Background: The cool vectors correspond to the indecomposable representations of the $A_n$-quiver algebra $A$ and the cool subsets to the bases of the Grothendieck group $K_0(A)$ of $A$. I'm interested in a "canonical" bijection to parking functions to enter some statistics from homological algebra into findstat : findstat.org that has several statistics and maps for parking functions. I can not really say what canonical means but it should behave nice under some standard statistics from homological algebra. For example for such a canonical bijection, the number of simple vectors (those having only one non-zero entry) or the number of projective vectors (those having the last entry nonzero) in U should probably correspond to something nice for parking functions.

Answer 1

They are in canonical bijection with the spanning trees of the complete graph $K_{n+1}$ (for which the bijections with parking functions are well known).

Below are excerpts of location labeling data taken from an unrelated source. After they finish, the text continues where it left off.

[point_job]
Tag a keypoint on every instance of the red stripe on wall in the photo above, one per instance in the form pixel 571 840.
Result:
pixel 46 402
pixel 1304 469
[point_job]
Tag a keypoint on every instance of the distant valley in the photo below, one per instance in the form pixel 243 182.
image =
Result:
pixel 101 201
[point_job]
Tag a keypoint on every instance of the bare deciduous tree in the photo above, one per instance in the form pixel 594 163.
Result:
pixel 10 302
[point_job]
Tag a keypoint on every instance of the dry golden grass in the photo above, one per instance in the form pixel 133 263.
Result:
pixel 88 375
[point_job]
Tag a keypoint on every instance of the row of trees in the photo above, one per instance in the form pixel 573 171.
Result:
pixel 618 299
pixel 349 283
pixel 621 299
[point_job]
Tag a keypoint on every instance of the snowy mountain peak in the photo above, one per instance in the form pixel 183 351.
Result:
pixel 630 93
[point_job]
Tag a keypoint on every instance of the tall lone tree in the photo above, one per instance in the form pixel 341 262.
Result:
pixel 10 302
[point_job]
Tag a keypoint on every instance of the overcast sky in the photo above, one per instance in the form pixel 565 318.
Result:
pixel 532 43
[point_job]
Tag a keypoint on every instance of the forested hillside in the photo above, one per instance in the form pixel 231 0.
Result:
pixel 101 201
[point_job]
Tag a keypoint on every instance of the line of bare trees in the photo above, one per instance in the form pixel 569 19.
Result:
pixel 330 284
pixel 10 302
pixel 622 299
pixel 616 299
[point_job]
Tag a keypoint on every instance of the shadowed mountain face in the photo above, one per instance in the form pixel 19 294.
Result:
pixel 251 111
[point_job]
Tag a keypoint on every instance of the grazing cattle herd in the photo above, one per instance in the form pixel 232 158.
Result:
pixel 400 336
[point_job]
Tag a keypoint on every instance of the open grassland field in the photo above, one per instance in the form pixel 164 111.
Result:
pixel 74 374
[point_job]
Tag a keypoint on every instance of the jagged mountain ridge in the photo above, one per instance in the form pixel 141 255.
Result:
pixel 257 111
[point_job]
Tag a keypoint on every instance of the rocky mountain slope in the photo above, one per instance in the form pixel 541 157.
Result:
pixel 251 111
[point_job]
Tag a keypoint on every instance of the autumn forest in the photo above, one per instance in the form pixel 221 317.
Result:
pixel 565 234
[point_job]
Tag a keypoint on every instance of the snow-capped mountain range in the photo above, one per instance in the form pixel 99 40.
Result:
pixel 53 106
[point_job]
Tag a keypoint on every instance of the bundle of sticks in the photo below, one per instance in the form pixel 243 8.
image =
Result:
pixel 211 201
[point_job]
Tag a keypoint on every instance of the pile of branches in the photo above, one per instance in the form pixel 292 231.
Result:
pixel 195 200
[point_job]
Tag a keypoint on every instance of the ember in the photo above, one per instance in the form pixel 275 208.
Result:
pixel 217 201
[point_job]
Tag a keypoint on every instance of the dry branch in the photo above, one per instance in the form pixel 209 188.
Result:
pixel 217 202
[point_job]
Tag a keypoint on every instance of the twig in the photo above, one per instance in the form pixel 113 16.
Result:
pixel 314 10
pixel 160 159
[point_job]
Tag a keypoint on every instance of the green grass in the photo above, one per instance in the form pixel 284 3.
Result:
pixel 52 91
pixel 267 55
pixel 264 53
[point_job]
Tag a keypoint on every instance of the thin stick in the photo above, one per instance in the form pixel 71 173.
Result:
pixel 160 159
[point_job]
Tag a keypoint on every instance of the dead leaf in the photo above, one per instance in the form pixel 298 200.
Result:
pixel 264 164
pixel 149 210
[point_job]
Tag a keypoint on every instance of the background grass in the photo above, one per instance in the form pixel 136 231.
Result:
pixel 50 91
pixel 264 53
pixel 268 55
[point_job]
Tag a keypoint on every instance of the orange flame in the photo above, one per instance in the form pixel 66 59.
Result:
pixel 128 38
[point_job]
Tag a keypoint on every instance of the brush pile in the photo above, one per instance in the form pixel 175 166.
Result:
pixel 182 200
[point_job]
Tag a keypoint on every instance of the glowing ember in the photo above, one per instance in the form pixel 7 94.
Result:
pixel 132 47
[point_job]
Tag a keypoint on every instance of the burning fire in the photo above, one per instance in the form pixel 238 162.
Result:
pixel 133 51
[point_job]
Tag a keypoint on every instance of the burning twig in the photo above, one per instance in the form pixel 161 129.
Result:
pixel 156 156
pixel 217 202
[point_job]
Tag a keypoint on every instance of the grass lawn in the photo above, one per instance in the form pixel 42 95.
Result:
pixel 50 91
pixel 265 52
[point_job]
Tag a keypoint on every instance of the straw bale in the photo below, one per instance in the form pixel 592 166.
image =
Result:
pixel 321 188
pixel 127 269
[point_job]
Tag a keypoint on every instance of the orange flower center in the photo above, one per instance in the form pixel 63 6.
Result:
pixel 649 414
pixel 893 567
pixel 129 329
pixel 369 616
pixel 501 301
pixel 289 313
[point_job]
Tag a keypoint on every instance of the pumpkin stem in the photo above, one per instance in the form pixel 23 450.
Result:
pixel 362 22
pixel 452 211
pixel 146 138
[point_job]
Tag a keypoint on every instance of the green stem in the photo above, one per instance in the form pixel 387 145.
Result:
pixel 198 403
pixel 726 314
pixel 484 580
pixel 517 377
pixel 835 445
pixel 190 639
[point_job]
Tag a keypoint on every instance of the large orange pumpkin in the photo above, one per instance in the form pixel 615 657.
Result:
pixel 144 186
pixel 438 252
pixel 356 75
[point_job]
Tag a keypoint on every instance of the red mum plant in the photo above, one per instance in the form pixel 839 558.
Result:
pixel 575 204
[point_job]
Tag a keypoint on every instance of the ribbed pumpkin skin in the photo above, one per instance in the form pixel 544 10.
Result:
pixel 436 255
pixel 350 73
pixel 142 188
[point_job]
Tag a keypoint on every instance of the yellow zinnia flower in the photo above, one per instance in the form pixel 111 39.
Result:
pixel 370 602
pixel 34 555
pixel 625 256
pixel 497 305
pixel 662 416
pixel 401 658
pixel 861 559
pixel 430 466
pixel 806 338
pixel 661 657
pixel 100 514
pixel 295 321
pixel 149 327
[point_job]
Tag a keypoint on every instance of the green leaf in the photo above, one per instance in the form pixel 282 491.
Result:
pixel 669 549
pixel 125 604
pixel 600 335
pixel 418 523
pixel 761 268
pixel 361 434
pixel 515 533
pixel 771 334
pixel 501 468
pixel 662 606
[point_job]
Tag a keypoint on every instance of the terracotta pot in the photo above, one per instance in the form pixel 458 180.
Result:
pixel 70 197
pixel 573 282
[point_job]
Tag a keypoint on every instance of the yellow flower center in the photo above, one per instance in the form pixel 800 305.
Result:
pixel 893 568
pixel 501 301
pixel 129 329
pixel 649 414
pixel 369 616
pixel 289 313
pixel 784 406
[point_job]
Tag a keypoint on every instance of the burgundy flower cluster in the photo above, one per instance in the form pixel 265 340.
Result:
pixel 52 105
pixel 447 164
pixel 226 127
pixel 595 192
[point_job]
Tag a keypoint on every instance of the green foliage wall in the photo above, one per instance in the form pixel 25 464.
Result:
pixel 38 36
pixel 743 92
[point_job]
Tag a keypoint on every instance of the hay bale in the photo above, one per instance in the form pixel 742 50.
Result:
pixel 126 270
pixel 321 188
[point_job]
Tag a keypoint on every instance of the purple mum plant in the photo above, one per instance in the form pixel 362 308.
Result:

Indeed, let $K_{n+1}$ be the complete graph on the ground set $\{0,1,\ldots,n\}$. Denote $f_0=0$ and consider $n$ linearly independent vectors $f_1,\ldots,f_n$. Denote further $e_j=f_j-f_{j-1}$ for $j=1,\ldots,n$. They form another basis of the same $n$-dimensional space $W$ as $f_j$'s. For an edge $\epsilon=ij$, $i<j$, of $K_{n+1}$ we consider the vector $w(\epsilon)=f_j-f_i=e_{i+1}+\ldots+e_j$. Note that $n$ edges $w(\epsilon_1),\ldots,w(\epsilon_k)$ are linearly independent if and only if the set of edges $\epsilon_i$'s does not contain cycles. Thus the bases of $W$ correspond to spanning trees of $K_{n+1}$.

The above construction is a standard vector representation of the circuit matroid.

Answer 2

See "A braid group action on parking functions" by Gorsky and Gorsky.